Inserting a low-resistance detection resistor in series in the current path will form a small voltage drop, which can be amplified and treated as a signal proportional to the current. However, depending on the specific application environment and the location of the detection resistor, this technology will pose different challenges to the detection amplifier. Generally, the resistance value of the sampling resistor is below 1 ohm, which is a milliohm-level non-inductive resistor, but some resistors have requirements such as sampling voltage, and large resistance value resistors must be selected, but the resistance base is large and the error is large. In this case, it is necessary to select a high-precision non-inductive resistor (which can reach 0.01% accuracy, that is, one ten-thousandth accuracy) to make the sampled data very reliable. The temperature coefficient of the ultra-low resistance value resistors (0.0005 ohms, 2 milliohms, 3 milliohms, 10 milliohms, etc.), SMD alloy resistors, high-power resistors (20W, 30W, 35W, 50W, 100W) and other products is plus or minus 5PPM.

#### Sampling method

- This sampling uses **low-side sampling**, that is, the sampling resistor is connected to the GND loop. This design can calculate the complete differential, follow, amplify, and output when the differential signal is sent to the op amp. If high-side sampling is used, that is, the sampling resistor is placed at the high position between the power supply and the load, although this placement not only eliminates the ground interference generated in the low-side detection scheme, but also detects the accidental short circuit from the battery to the system ground, **high-side detection** requires the detection amplifier to handle a common-mode voltage close to the power supply voltage. This common-mode voltage value range is very wide, ranging from the level required to monitor the processor core voltage (about 1V) to hundreds of volts commonly seen in industrial, automotive, and telecommunications applications. Application examples include typical laptop battery voltages (17 to 20V), 12V, 24V, or 48V batteries in automotive applications, 48V telecommunications applications, high-voltage motor control applications, current detection for avalanche diodes and PIN diodes, and high-voltage LED backlights. Therefore, an important advantage of high-side current detection is that the detection amplifier has the ability to handle larger common-mode voltages.
Therefore, the current sampling method of sampling resistor plus op amp is best performed at the low end. Although low-end sampling will affect the signal ripple due to common ground interference, compared to high-end sampling, the solution is simple, low-cost and highly reliable.
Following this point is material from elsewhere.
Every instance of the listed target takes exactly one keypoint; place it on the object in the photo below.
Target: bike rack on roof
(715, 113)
Note: If the stock of INA199B1DCKR is insufficient, you can replace it with INA199A3DCKT. It should be noted that the magnification of INA199B1DCKR is 50. If you use other magnifications, you need to modify the program calibration again.
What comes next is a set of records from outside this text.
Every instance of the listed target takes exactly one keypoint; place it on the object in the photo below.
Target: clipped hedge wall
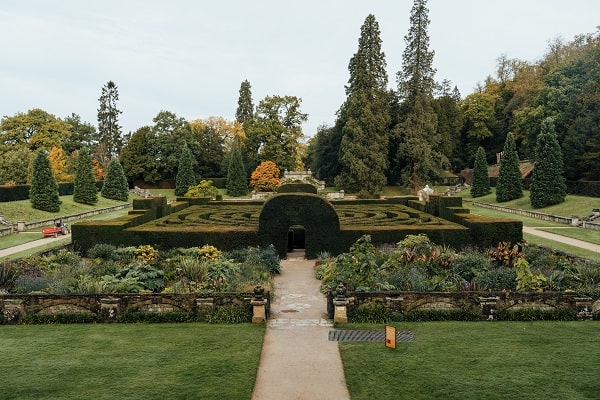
(14, 192)
(314, 213)
(297, 188)
(86, 234)
(21, 192)
(584, 188)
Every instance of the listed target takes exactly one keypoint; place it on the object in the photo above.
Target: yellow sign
(390, 336)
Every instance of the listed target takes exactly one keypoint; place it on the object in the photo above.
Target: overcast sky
(189, 57)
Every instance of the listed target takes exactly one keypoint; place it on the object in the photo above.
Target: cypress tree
(365, 130)
(115, 185)
(547, 182)
(416, 137)
(237, 184)
(185, 172)
(245, 110)
(509, 186)
(43, 193)
(481, 180)
(84, 188)
(109, 130)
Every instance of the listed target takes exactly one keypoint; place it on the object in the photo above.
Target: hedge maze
(327, 226)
> Use INA199A3DCKT with a gain of 200


## Voltage sampling

The voltage sampling part is composed of a voltage divider circuit composed of two resistors. Its principle is the knowledge of resistor series voltage division. The typical circuit is as follows:



## Display part The

display part uses a 0.91-inch 4P white OELD screen module and adopts IIC communication, with clear display effect.


Design display effect


# Software Description

## Compilation parameters

- Compiler: ARM Compiler version 5 (-O0)
- MDK version: 5.31
- Debugger: ST-Link V2

## Note:

If the sampled voltage or current is inaccurate, you can modify the values ​​of `VOLTAGE_FACTOR` and `CURRENT_FACTOR` in the `main.c` file according to the actual values. The specific calculation formula is:

```
VOLTAGE_FACTOR = actual voltage / displayed voltage
CURRENT_FACTOR = actual current / displayed current
```

> This is the fast charging version. There are some bugs in the DC power supply part. I don’t know if it is a problem with my wiring or the circuit itself. I will modify the wiring later to see if the output voltage can be normal.